Österreich-Ungarische Temptation Wegelagerer – Misslungenes Steuermodell endet am Zollkai von Triest – 1997
Nachdem ich zwei Wochen zuvor unsere Princess Temptation von ihrem steuerneutralen slowenischen Winterliegeplatz in der Marina Koper in die Marina Porto San Vito in Grado zurückgebracht hatte, steht heute ein Einklarierungs- und Steuerzahltermin im Industriehafen in Triest auf meiner Agenda. Ernst Kübel - unser Wiener Hutmacher und Liegeplatzfreund aus Grado - begleitet mich freundlicherweise. Es sind keine 20 Seemeilen von Grado nach Triest und daher sind wir in weniger als einer Stunde dort. Der Hafen Triest - Porto di Trieste - ist ein Freihafen und größter Seehafen des oberen Adriatischen Meeres. Der Tiefwasserhafen gilt als maritimes Tor für Norditalien, Deutschland, Österreich und Zentraleuropa beziehungsweise als Endpunkt der maritimen Seidenstraße mit ihren Verbindungen über den Suezkanal beziehungsweise die Türkei nach China, Japan und viele Länder Asiens.
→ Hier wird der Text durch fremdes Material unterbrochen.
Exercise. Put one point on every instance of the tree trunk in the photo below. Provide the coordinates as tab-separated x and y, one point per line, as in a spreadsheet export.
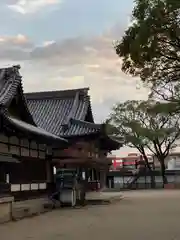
163	172
150	171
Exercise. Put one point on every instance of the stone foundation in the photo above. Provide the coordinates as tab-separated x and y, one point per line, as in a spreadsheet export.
30	208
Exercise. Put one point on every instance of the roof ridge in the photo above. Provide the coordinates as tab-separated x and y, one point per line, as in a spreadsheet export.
72	111
12	80
56	94
85	123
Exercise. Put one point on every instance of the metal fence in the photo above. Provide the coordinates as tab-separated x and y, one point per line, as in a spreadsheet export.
121	180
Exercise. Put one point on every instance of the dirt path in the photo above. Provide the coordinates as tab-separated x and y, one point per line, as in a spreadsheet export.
140	215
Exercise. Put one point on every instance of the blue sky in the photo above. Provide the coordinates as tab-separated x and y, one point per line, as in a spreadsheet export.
63	44
66	19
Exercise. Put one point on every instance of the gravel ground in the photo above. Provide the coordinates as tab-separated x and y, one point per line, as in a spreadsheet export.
140	215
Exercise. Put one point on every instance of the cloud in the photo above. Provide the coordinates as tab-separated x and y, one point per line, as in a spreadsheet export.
74	63
31	6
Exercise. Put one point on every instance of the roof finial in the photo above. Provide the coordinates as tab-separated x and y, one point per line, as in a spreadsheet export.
17	66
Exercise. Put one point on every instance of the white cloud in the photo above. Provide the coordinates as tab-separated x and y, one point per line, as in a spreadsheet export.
31	6
73	63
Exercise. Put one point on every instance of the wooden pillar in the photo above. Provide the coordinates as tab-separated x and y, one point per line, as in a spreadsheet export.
102	178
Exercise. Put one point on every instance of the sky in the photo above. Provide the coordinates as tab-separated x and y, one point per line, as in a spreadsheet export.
63	44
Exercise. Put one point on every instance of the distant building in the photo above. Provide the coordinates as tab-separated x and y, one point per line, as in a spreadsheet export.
128	162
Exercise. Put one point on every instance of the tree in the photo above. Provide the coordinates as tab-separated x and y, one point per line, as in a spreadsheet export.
147	125
150	47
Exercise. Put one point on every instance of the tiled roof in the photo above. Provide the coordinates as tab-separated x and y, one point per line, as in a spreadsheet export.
10	84
63	113
10	87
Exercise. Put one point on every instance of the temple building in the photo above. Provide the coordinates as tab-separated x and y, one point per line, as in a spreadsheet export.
68	114
25	148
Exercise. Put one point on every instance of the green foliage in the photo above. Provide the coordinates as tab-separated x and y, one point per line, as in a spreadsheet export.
146	125
150	48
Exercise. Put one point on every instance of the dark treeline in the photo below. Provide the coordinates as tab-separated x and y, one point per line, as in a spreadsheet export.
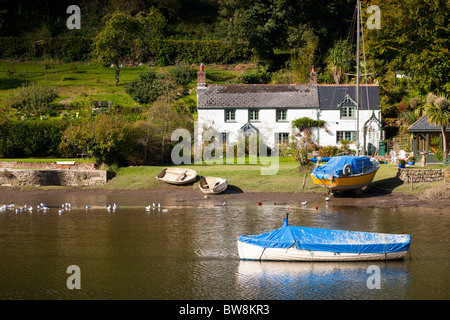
266	25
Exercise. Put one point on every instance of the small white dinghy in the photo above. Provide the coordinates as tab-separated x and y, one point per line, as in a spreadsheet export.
212	185
292	243
177	175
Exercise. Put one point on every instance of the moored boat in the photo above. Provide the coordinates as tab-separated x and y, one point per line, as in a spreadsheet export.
177	175
293	243
212	185
346	173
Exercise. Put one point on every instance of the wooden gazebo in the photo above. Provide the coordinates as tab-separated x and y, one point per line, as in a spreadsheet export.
428	139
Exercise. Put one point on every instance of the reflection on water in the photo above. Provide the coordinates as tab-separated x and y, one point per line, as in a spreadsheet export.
191	252
309	280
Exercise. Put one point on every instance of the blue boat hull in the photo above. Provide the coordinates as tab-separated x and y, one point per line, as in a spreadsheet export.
292	243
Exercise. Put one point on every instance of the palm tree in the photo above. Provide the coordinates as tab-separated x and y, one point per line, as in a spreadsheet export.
437	109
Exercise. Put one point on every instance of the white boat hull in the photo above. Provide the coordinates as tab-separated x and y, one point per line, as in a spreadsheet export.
249	251
177	176
212	185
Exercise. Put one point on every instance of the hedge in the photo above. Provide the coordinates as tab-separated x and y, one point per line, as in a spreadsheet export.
32	138
164	52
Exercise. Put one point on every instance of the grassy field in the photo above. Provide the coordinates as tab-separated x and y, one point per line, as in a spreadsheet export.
82	83
248	178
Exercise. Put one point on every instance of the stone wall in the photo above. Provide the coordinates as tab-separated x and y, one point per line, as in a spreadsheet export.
56	177
420	175
70	165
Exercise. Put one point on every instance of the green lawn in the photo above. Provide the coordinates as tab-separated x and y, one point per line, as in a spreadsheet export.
86	82
248	178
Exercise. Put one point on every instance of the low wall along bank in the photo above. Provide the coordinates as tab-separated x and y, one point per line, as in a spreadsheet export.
65	173
420	175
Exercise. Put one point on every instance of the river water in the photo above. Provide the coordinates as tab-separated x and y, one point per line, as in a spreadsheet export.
185	252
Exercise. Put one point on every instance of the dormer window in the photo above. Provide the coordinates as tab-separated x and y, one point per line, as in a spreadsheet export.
347	108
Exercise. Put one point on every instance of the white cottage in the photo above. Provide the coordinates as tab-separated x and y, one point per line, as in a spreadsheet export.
269	109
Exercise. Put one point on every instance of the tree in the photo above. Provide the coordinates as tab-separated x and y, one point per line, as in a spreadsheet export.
147	89
437	110
338	59
31	99
116	42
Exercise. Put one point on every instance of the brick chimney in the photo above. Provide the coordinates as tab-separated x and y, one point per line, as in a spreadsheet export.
313	76
201	77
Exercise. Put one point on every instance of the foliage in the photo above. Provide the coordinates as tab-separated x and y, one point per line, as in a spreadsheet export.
115	43
338	59
146	89
32	138
302	57
254	76
108	138
31	99
415	38
328	151
183	75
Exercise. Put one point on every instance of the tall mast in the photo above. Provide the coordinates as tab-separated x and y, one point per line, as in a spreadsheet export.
357	74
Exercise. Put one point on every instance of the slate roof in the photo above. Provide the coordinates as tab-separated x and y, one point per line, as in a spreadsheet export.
422	125
331	95
245	96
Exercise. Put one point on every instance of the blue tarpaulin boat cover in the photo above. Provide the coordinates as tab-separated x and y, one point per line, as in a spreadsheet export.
339	241
336	165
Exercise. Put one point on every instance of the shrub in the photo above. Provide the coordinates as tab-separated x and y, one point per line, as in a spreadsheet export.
254	76
33	138
31	100
146	89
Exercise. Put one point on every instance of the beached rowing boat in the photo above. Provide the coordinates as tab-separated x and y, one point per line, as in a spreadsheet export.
293	243
212	185
177	175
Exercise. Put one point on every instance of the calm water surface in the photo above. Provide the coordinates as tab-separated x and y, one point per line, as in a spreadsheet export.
191	253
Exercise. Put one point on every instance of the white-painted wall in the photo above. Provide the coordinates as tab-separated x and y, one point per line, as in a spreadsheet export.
268	126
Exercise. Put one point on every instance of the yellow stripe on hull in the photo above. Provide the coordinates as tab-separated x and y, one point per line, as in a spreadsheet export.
345	183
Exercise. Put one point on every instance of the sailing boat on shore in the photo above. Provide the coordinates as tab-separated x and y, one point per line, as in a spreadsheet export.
344	173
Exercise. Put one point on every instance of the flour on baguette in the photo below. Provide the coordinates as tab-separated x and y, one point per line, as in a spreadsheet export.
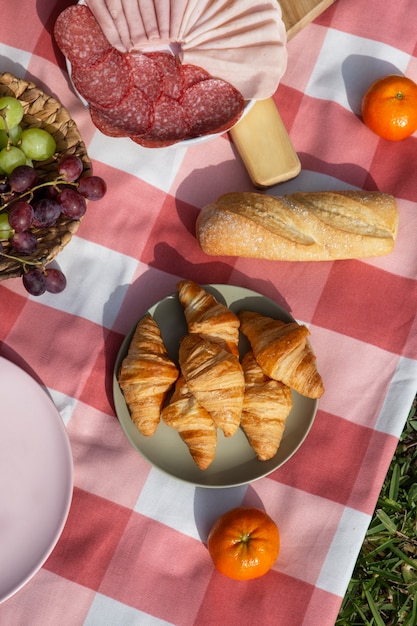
304	226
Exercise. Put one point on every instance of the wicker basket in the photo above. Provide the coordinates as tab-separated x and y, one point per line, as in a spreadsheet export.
43	111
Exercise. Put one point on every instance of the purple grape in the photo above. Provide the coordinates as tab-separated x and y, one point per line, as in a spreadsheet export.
22	178
55	280
45	212
72	204
20	216
24	242
34	282
4	185
92	187
70	167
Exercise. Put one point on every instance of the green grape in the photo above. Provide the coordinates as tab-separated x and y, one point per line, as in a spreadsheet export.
12	135
5	229
4	139
37	144
11	112
10	158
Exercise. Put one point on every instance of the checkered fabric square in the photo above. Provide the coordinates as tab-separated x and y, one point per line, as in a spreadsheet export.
133	549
Der Hafen von Triest ist ein Logistik-Knotenpunkt und über die Baltisch-Adriatische Achse bis in den Ostseeraum und nach Skandinavien vernetzt. Der Hafen ist Teil der nordostitalienischen Grenzstadt Triest, in direkter Nachbarschaft zu Slowenien und dem dort befindlichen Hafen Koper. Wir wurden aufgefordert an einen Zollkai mit extrem ölverschmierter Kaimauer zu fahren, an dem per Angel und Bastkörbchen ein Steuerbescheid in Höhe von knapp 100 Tsd Euro Umsatzsteuer von oben herab gelassen wurde und ich meinerseits einen bankbestätigten Scheck zur Begleichung meiner Einfuhrumsatzsteuer Schuld nach oben befördern ließ. Zwei Stempel und eine Quittung weiter und der bislang amerikanisch beflaggte Dampfer bekam eine deutsche Flagge mit Heimathafen Seeshaupt. Herr Feichtner sollte ein sehr schlechtes Gewissen haben, da er den nicht eingehaltenen Steuervorteil immer als extremes Verkehrsargument benutzt hatte. Ich selbst hatte im Anschluß allerdings immer ein gutes Gewissen, nachdem ich keine Bedenken mehr beim Einklarieren in europäischen Ländern haben musste.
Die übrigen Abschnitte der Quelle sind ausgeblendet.